When you consider the number of floods and storms that hit the U.S. every year, hundreds of millions of prized family photos have likely been destroyed since the sinking of the Titanic. Unforeseen problems in your house like a burst pipe or a small leak in your basement can cause damage. And on the completely mundane end of the spectrum, spilling a soft drink on a stack of photos or storing them in a damp, humid place can also cause water damage.

How Water Damages Prints and Negatives

Although some photographic materials can survive in water immersion for two days or more, others quickly deteriorate. Images can separate from mounts, the emulsion can dissolve or stick together, ink can bleed, and staining can occur. Another serious problem is that mold can grow within 48 hours at 60% relative humidity and 70° F. This can cause permanent damage including staining, weakening or loss of emulsion, as well as pose a health risk. You might think negatives or transparencies can’t be damaged by water since they aren’t paper and were developed in a water/chemical bath once upon a time. But water causes the film to swell and the emulsion to soften, making it vulnerable to damage from dirt that can get embedded in the film. And even negatives stored in plastic or acetate can get damaged.

Is Repair Possible?

The first step in rescuing water-damaged photos and negatives is to remove them from water immediately or as soon as it’s safe to do so. If you can’t dry them right away, photos can be put in a frost-free freezer for up to several months to prevent mold. Here’s what you’ll need:

  • Nitrile or latex gloves and N95 respirators (if flood-damaged)
  • Paper towels, wax paper, unprinted newsprint, clean dishcloths, or any other absorbent material to aid in the drying process
  • Twine, tacks, small plastic clothespins, and a clothesline 
  • A clean, dry space

 

Tips for Drying Photos

The process of salvaging water-damaged photos takes time and patience. Restoration isn’t possible until the photos are dry and mold has been removed.

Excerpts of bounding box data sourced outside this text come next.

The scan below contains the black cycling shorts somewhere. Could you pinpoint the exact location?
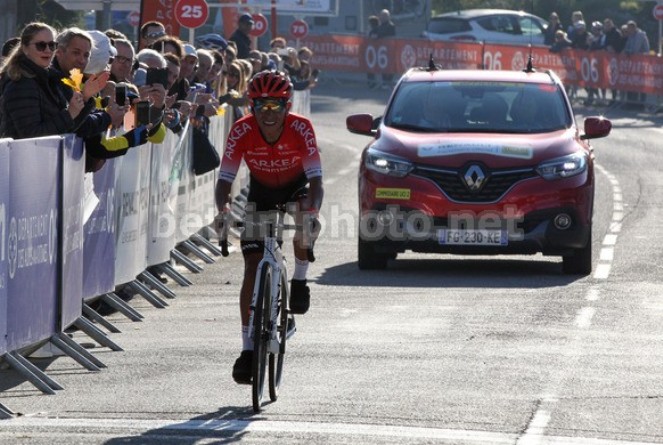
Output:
[241,174,308,255]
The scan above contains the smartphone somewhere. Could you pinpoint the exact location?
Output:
[136,100,150,127]
[145,68,168,90]
[115,85,127,107]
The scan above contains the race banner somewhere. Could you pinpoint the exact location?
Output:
[83,159,117,299]
[0,140,9,356]
[7,137,62,351]
[300,35,663,95]
[58,134,85,331]
[139,0,180,49]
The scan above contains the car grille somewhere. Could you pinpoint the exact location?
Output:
[410,166,537,202]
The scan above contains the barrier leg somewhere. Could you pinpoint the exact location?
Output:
[156,263,193,287]
[5,352,64,395]
[170,249,203,273]
[0,403,16,419]
[101,292,145,321]
[180,240,214,264]
[191,233,221,256]
[51,333,106,371]
[129,280,168,309]
[74,317,124,351]
[136,270,176,298]
[83,303,122,334]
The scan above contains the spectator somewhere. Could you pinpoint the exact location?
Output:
[622,20,649,108]
[585,21,605,105]
[623,20,649,55]
[110,39,136,83]
[375,9,396,90]
[138,20,166,50]
[196,33,228,53]
[148,35,184,59]
[550,29,572,53]
[84,31,165,172]
[566,11,585,42]
[226,60,249,120]
[543,12,564,46]
[230,13,253,59]
[0,37,21,66]
[168,44,198,102]
[51,27,116,138]
[366,15,380,89]
[269,37,288,54]
[603,18,625,105]
[603,18,625,53]
[0,22,85,139]
[571,20,589,50]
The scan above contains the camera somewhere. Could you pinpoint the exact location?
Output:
[136,100,150,127]
[145,68,168,90]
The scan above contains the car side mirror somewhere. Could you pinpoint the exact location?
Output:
[580,116,612,139]
[345,113,380,136]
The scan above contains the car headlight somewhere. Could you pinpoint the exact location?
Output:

  • Don’t force photos apart when they’re stuck together because this will cause irreparable damage
  • If the photos are visibly dirty and the emulsion is intact, rinse them in a tray of clean water prior to drying
  • Be careful not to wipe or touch the wet photo surface and only hold it by the edges 
  • Lay photos face up on plain paper towels, replacing the towels every two hours until photos are dry
  • Use a fan to increase air movement in the room and prevent mold, but never point it directly at the photos
  • Reserve the clothesline method for sturdy photos and slides
  • After photos are dry, gently remove mold with a soot sponge cut into squares using a slow circular motion – wear gloves, a mask, and long sleeves before attempting this

Restoring Water-Damaged Images 

For some people, the idea of salvaging water-damaged photos is too overwhelming and they turn them over to a professional conservationist. This is quite costly but certainly recommended for photographs or art worth hundreds or thousands of dollars. For family photos that have sentimental value, it’s possible to scan the photos and repair them digitally. This requires a high-quality scanner, editing software (e.g. Photoshop), a lot of time, and considerable retouching skills. A professional scanning service has the equipment and trained photo restoration technicians to bring your damaged photos back to life. And after your photos are digitized, you’ll never have to worry again about damage – as long as you regularly back up the drive you store them on!